Когда мы видим, что человеку больно, что его преследуют неудачи, мы в лучшем случае умеем только сострадать ему. И так как сострадание – тяжелое чувство, то, обыкновенно, мы стараемся возможно скорее изгнать его из своего сердца. Поможем несчастному чем Бог пошлет – и спешим уйти куда-нибудь, куда нас манит сила житейской суеты. «Все равно облегчить страдальца невозможно» – рассуждаем мы и спешим забыться за развлечениями. Оттого-то под слезами и отчаянием мы, обыкновенные люди, не умеем видеть никакого содержания и привыкли думать, что горе – это то в нашем существовании, что не имеет и не может иметь никакого смысла. Его нужно удалять, а если удалить нельзя, – о нем нужно забыть. Представление «о нелепом трагизме» явилось у нас вследствие нашей душевной слабости. Мы бежим от страдальцев, от отчаявшихся, от умирающих – до тех пор, пока отчаяние, страдание или смерть не настигнут нас самих. Поэта же влечет к ним та сила, которая связывает нас с повседневными радостями.
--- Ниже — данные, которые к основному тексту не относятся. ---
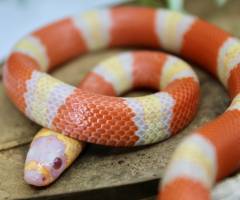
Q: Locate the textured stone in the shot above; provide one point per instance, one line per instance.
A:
(103, 167)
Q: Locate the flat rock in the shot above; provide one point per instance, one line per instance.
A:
(103, 167)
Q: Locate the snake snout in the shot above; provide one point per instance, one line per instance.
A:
(34, 177)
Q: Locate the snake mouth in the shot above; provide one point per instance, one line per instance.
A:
(36, 174)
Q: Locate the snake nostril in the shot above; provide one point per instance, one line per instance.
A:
(57, 163)
(43, 178)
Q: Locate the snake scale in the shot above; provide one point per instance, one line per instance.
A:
(93, 113)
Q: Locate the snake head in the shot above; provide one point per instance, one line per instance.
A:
(49, 155)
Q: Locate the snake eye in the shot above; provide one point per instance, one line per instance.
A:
(57, 163)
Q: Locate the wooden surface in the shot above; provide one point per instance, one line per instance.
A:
(102, 167)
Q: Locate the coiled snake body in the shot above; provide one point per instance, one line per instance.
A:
(90, 113)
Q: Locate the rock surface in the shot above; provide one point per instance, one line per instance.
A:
(102, 167)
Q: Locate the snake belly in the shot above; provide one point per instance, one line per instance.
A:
(204, 157)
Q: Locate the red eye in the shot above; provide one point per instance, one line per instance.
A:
(57, 163)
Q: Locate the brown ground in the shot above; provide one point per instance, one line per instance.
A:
(101, 172)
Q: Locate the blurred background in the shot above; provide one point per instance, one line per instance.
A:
(101, 172)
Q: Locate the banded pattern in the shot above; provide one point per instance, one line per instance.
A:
(126, 122)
Он живет с Лиром, он добровольно перенимает на себя их жизненную ношу, и потому ему дано постигнуть смысл и значение их горя.

Не «чрезмерно обремененный падает» – содержание трагедии Лира, как возвещает нам Брандес, который этими словами изобличает в себе человека, не понимающего ни того, что значит «чрезмерно обремененный», ни того, что значит «падать». Шекспир показал нам иное: под видимым всем горем короля происходит невидимый рост его души.

 
Лир говорит:
Вы, бедные, нагие несчастливцы,
Где б эту бурую ни встречали вы,
Как вы перенесете ночь такую
С пустым желудком, в рубище дырявом,
Без крова над бездомной головой?
Кто приютит вас, бедные? Как мало
Об этом думал я! Учись, богач,
Учись на деле нуждам меньших братьев,
Горюй их горем и избыток свой
Им отдавай, чтоб оправдать тем Небо.
 

Вдумайтесь в смысл этих немногих слов. Это – целая нравственная философия, это нагорная проповедь родилась в душе великого страдальца. Он мало об этом думал прежде, ему не было дела до оправдания Неба, а теперь, в эту ночь, когда от горя мешается его ум, когда он знает одну только боль – неблагодарность детей, когда он стоит меж разъяренным медведем и бушующим морем, его душевные силы не только не падают, но испытывают тот страшный подъем, при котором ему раскрывается величайшая в мире истина. И это называется «падением чрезмерно обремененного!»